Oldest city it may be, but not a lot of the old Nijmegen still exists. Due to its proximity to the German border, it was the first city in the Netherlands to be captured by the Germans in May 1940. However, it was the events of 1944 and 1945 that caused the most devastation. On February 22, 1944, the city center was heavily damaged when Nijmegen was bombed by American planes whose crews thought they were bombing the German city of Kleve. Several months later, in September 1944, the city was a center of fighting during Operation Market Garden (an Allied military operation intended to establish an invasion route into Germany.) 

Thankfully, the main market square, the Grote Markt, managed to survive the
WWII destruction. The beautiful building to the right is De Waag ("scale"), a Renaissance-era weighing house built in 1612

Sint Stevenskerk was built between the 13th and 15th centuries.
It was heavily damaged during WWII


The Latin School from 1545 stands beside Sint Stevenskerk, and
somehow managed to survive WWII intact

The old town hall (Stadhuis), standing just to the east of the Grote Markt. Mostly
destroyed in WWII, the front portion was left as a burnt-out shell and was
 heavily restored. The current town hall was built just behind this building

Fragments of Nijmegen history preserved in walls of the 
old Stadhuis

A modern shopping street

Market day in the Grote Markt

The Lange Hezelstraat, a more traditional shopping street

The Sint-Nicolaaskapel, is a chapel on the Valkhof hill (in Valkhof Park) in the center of Nijmegen. The current chapel dates from about 1000, and is said to use remains from a palace chapel that Charlemagne
had previously built on the site. Unfortunately for us, we were in Nijmegen on the one day of the
week that the chapel is closed to visitors

Also in Valkhof Park are the Barbarossa ruins, known as St. Maarten's
 Chapel. It is the only remaining remnant of the Valkhof Palace,
built in 1155 by Emperor Frederik Barbarossa. The building fragment
is thought to be the apse of the Imperial Hall, which also served 
as the court chapel

On our ride out of Nijmegen we stopped briefly at a Commonwealth War Cemetery.

The Jonkerbos War Cemetery contains the remains of over 1600
British and Commonwealth servicemen who lost their lives during
the WWII operations in 1944 and 1945

On Tuesday, June 21, we continued our journey down the Maas.
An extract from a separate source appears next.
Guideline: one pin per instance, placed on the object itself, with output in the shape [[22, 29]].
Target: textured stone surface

It was a pleasant, uneventful cruise, and we stopped for the evening on a floating pontoon ("dock" in America-speak) just after we exited the lock at Lith. We "celebrated" the Summer Solstice by noting that the sun didn't set until about 10 p.m., twilight lingered until at least 11, and it started getting light again before 5 a.m. the next morning.

In Lith we had a front-row seat for the comings and goings from the lock. Most of the recreational 
boats we see are cruisers, or other small boats, and we are large compared to them. But next to
a container barge we are itty-bitty 

Yesterday we turned off the Maas onto the Maxima Canal on our way to 's-Hertogenbosch, familiarly known as Den Bosch. We're on a quay quite near to the city center and plan to be here for 3 nights.